SearchReuslts object

Return type:

twitter.SearchResults

Usage:

>>> from twixl.collections import twitter
>>> query = (
>>>   twitter.Query().
>>>       .keywords(regex=['twitter', 'tweet'])
>>>       .urls(url_regex: ["twitter.com/twitter*"])
>>> )
>>> search_results = twitter.search(
>>>   query=query,
>>>   start_time=datetime.datetime(2022, 1, 1, 0, 0),
>>>   end_time=datetime.datetime(2022, 1, 1, 23, 59, 59),
>>>   max_results=100,
>>>   callback=twitter.print_callback
>>> )
Query status: RUNNING (0 Bytes scanned)
Query status: DOWNLOADING_RESULTS (1 GB scanned)
>>> SearchResults
SearchResults(...)

twixl.collections.twitter.tweet_metrics(api=None)[source]

Sends a get metrics request to the TwiXL Api and returns the results.

Parameters:: (Optional) (api) – An initialized twixl Api object. If not provided, an object will be initialized.
Returns:: TweetMetrics object
Return type:: twitter.TweetMetrics

Usage:

>>> from twixl.collections import twitter
>>> metrics = twitter.tweet_metrics()
>>> merics.to_pandas()

enum twixl.collections.twitter.dataset(value)[source]

Twitter datasets available on twi-xl.

Valid values are as follows:

ALL = <dataset.ALL: '/tweets/search/all'>

TWINL = <dataset.TWINL: '/tweets/search/twinl'>

POLITICS = <dataset.POLITICS: '/tweets/search/politics'>

class twixl.collections.twitter.Query(dataset=dataset.ALL)[source]

A TwiXL query object to define a search query.

from_userids(userids, overwrite=False)[source]

Add a query statement that matches any tweet from the specific userid(s) to the TwiXL.Query object.

Parameters:: userids (List[str]) – A list of user’s numeric user ID’s
Return type:: Query
Returns:: Query object
Rtpe:: twitter:Query

Usage:

>>> from twixl.collections import Query
>>> Query().from_userids(userids=['twitterdev', 'twitterapi'])

from_usernames(usernames, overwrite=False)[source]

Add a query statement that matches any tweet from the specific username(s) to the TwiXL.Query object.
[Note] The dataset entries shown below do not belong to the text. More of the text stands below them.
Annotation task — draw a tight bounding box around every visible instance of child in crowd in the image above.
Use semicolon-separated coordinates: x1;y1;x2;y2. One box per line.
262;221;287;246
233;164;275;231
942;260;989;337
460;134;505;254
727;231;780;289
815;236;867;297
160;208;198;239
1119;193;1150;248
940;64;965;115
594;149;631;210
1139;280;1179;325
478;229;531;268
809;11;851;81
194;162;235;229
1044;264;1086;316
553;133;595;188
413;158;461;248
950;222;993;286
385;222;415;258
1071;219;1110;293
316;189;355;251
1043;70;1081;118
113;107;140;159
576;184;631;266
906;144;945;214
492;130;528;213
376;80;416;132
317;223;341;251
Parameters:: usernames (List[str]) – A list of usernames (excluding the @ character)
Return type:: Query
Returns:: Query object
Rtpe:: twitter:Query

Usage:

>>> from twixl.collections import Query
>>> Query().from_usernames(usernames=['twitterdev', 'twitterapi'])

keywords(keywords)[source]

Add a query statement that matches any tweet with the specified keyword(s).

Parameters:: keywords (List[str]) – A list of words
Return type:: Query
Returns:: Query object
Rtpe:: twitter:Query

Usage:

>>> from twixl.collections import Query
>>> Query().keywords(keywords=['twitter', 'tweet'])

print()[source]

Print query.

Return type:: None

regex(regex)[source]

Add a query statement that matches any tweet which match any of the specified regular expression(s).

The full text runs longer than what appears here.